Complex 3D mappings indicated a need for an endocardial and epicardial approach to treat patients with a long standing persistent form of atrial fibrillation. In this touchCARDIO interview, we speak with Dr Nicolas Doll (Schuechtermann-Clinic, Bad Rothenfelde, Germany) to discuss the history of atrial fibrillation surgery and the unmet needs for these patients.
Click here to view the CEASE AF discussion.
- Can you give a brief overview of the history of atrial fibrillation surgery and the development of interventional ablation? (0:20)
- What are the unmet needs in the treatment of atrial fibrillation? (2:25)
Disclosures: Nicolas Doll is a consultant for Atricure and NeoChord, is on the advisory board for Medtronic, and has received honoraria from Atricure, NeoChord and Medtronic.
Support: Interview and filming supported by Touch Medical Media. Interview conducted by Danielle Crosby.
Filmed as a highlight of EHRA 2023
Access more content on atrial fibrillation here
My name is Nicolas Doll. I’m a cardiac surgeon. I’m head of the Department at the Schuechtermann-Clinic, Bad Rothenfelde, it’s located in between Hanover and Hamburg in Germany.
Q. Can you brief an overview of the history of atrial fibrillation surgery and the development of interventional ablation?

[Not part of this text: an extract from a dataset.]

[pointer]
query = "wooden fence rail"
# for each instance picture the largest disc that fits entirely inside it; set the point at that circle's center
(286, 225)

Now everything began more than 35 years ago when a cardiac surgeon and his EP at that time made intraoperatively epicardial mapping exams and they found out how to treat effectively, surgically atrial fibrillation. And they designed the so-called Cox-maze IV surgery that was very invasive surgery with the need of the extracorporeal circulation and the cardiac arrest time of more than one hour. And with time and technological advancements, atrial fibrillation was treated very effectively with catheter techniques, and surgery was too invasive.
Meanwhile, it is quite clear that the paroxysmal, that is a kind of benign form of atrial fibrillation, is treated with excellent results by electrophysiologists. But the huge population worldwide suffer from long standing, persistent, and this is a kind of advanced atrial fibrillation. These patients have an enlarged left atrium. They have a high amount of fibrosis. It is quite challenging to treat them with a catheter. We know that the success rate after one procedure is around 30%. Also with the surgical approach, which changes meanwhile to a minimally invasive epicardial approach is also on its own, not effective enough. So that was the background to think about how we can bring cardiac surgeons and electrophysiologists together in order to collaborate to improve the outcomes in the treatment of this advanced form of atrial fibrillation.
Q. What are the unmet needs in the treatment of atrial fibrillation?
The idea was, that is also part of the background, that we found out due to complex 3D mappings that the advanced form of atrial fibrillation has different epicardial and endocardial signals. So there is a kind of dissociation between the epicardium and the endocardium, and that was the background for the need for an endocardial and epicardial approach to treat effectively a long standing persistent atrial fibrillation.